What are the rules for the "Ω(n log n) barrier" for sorting algorithms?
Asked Answered
P

2

29

I wrote a simple program that sorts in O(n). It is highly memory inefficient, but that's not the point.

It uses the principle behind a HashMap for sorting:

public class NLogNBreak {
    public static class LinkedListBack {
        public LinkedListBack(int val){
            first = new Node();
            first.val = val;
        }
        public Node first = null;
        public void insert(int i){
            Node n = new Node();
            n.val = i;
            n.next = first;
            first = n;
        }
    }

    private static class Node {
        public Node next = null;
        public int val;
    }

    //max > in[i] > 0
    public static LinkedListBack[] sorted(int[] in, int max){
        LinkedListBack[] ar = new LinkedListBack[max + 1];
        for (int i = 0; i < in.length; i++) {
            int val = in[i];
            if(ar[val] == null){
                ar[val] = new LinkedListBack(val);
            } else {
                ar[val].insert(val);
            }
        }
        return ar;
    }
}

So does this count as a sort of O(n), even though it returns the result in a funky format?

Pigling answered 23/8, 2011 at 1:7 Comment(8)
i think "nlog(n) barrier" is only for sorting where you comparisonBreakneck
@Breakneck Are there any other sorts where you don't compare?
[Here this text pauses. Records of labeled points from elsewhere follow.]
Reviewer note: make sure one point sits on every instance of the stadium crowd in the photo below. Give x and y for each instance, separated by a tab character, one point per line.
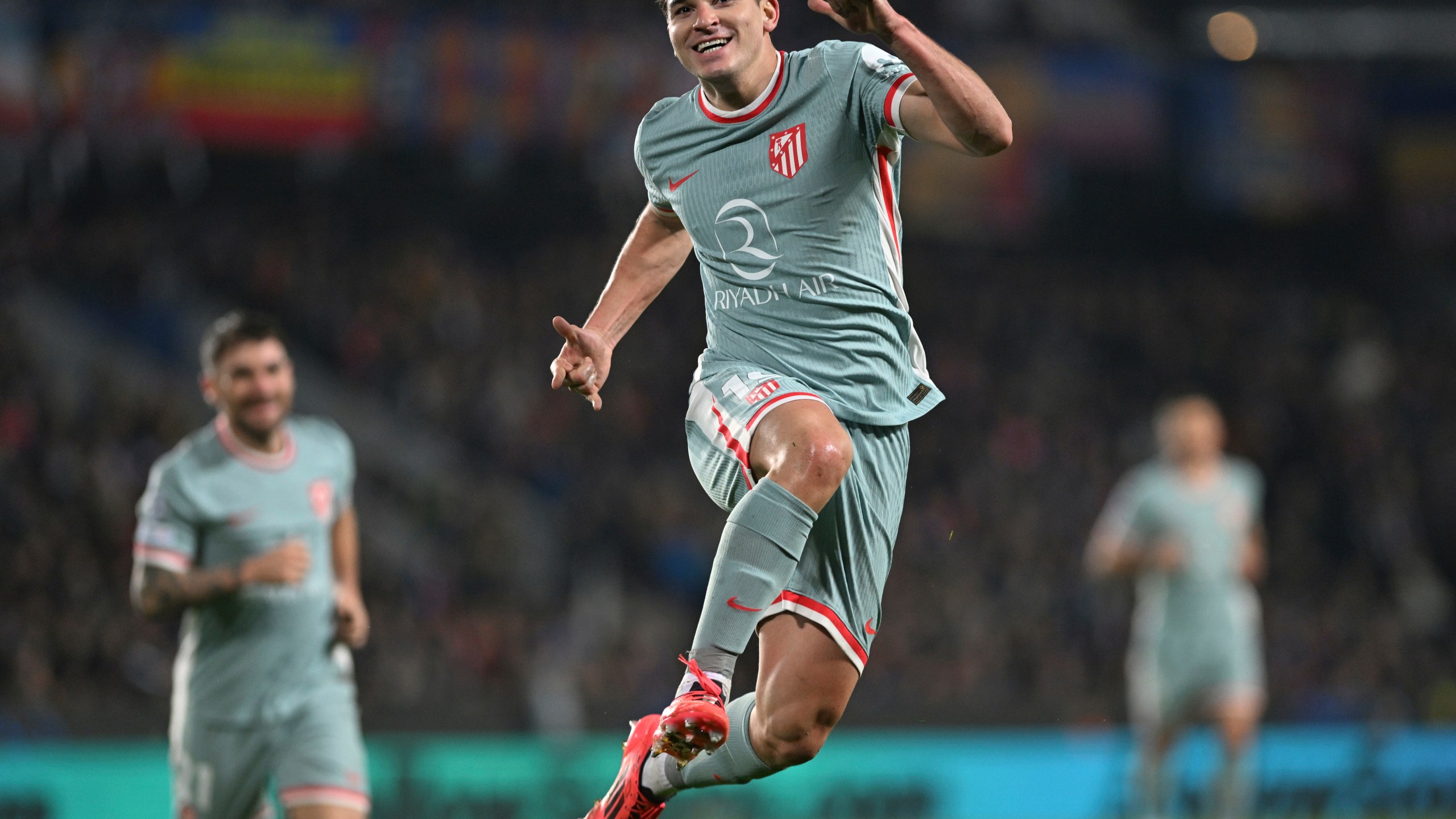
570	557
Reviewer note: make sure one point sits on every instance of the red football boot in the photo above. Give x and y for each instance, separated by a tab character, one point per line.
695	722
625	797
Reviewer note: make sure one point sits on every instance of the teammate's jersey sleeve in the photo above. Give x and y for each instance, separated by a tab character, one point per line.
654	195
878	82
167	530
1126	518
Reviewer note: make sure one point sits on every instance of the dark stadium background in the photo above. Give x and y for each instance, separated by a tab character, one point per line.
417	190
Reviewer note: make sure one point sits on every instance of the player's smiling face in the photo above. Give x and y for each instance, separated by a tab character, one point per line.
253	385
719	38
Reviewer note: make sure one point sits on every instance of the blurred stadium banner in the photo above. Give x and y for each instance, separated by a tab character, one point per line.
1014	774
266	81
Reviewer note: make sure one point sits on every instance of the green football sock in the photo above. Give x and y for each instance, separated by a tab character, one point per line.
759	550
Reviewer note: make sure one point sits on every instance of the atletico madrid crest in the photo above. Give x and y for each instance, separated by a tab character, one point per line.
788	151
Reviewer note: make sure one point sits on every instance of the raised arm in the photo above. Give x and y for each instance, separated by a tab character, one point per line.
349	601
651	257
950	105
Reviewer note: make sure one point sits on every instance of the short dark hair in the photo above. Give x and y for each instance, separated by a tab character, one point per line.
238	327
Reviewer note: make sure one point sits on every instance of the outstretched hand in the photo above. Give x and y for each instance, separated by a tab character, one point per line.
583	363
859	16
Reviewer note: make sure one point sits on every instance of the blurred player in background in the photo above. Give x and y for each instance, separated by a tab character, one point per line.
783	172
1187	527
248	527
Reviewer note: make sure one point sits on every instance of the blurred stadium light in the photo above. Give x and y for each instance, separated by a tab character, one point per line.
1368	32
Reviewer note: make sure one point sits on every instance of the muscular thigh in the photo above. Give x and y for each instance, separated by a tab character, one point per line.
803	672
222	770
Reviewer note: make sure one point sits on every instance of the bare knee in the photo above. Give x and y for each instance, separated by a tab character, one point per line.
792	737
812	465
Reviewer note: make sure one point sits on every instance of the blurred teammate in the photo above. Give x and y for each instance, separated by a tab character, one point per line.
248	527
1187	527
783	172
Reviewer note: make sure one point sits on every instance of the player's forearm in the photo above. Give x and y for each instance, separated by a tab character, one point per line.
651	257
346	550
1113	560
963	101
158	592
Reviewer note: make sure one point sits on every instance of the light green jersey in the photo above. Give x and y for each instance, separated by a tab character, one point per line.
1209	601
792	206
212	502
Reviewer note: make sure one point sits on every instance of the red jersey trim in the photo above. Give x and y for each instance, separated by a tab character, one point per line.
760	108
888	193
324	795
809	607
167	559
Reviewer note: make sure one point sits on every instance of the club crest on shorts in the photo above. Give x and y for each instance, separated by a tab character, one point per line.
762	391
321	498
788	151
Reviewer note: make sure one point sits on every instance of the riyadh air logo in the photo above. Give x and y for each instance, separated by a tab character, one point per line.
744	214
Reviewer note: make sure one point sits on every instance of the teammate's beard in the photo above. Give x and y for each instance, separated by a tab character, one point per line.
759	551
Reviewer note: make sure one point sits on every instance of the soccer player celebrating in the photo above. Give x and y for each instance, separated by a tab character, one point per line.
783	172
248	527
1187	527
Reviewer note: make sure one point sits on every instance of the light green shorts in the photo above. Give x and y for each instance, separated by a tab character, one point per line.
316	757
1184	672
842	573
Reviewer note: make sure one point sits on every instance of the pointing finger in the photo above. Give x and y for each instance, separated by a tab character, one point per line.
567	330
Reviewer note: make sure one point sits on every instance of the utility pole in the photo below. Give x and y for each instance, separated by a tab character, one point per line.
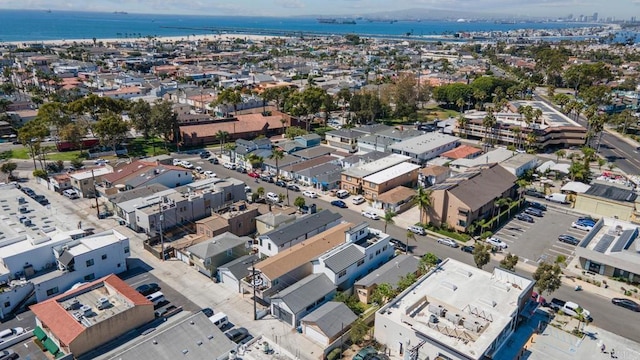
95	193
I can only think of the bucket sort, but that's n^2, I think.Pigling
take a look at counting sort, radix sort; sometimes radix sort can be faster than quicksort, it's worth knowing itBreakneck
Further, the nlog(n) barrier applies only when the range of the sorted list can be arbitrarily large (otherwise radix sort would be O(n)). @Ryan checking out Radix sort's computational complexity might give a good perspective. Edit: looks like titus already recommended radix sort.Hillier
take a look at this video and other lectures youtube.com/watch?v=0VqawRl3XzsBreakneck
@alex c Mine will take any size array, but a number greater than or equal to the largest value in the array must be given.Pigling
@Ryan technically, the range is still pre-bounded or this will not work. The nlog(n) barrier applies to arbitrary reals, for instance, while this applies to a fixed range of integers. The distinction is important -- many algorithms have different computational complexity for integers vs. reals (for instance, there is a P knapsack-problem solution assuming integral values and quantities, but the general knapsack problem is NP-complete.Hillier
This is essentially a counting sort. Counting sorts are not comparison-based sorts so the O(n log n) bound does not apply.Silden
P
156

To directly answer your question:

  1. Your sorting algorithm is technically not O(n) but rather O(n + max), since you need to create an array of size max, which takes O(max) time.
  2. This isn't a problem; in fact, it's a special case of a well-known sorting algorithm that breaks the Ω(n log n) barrier.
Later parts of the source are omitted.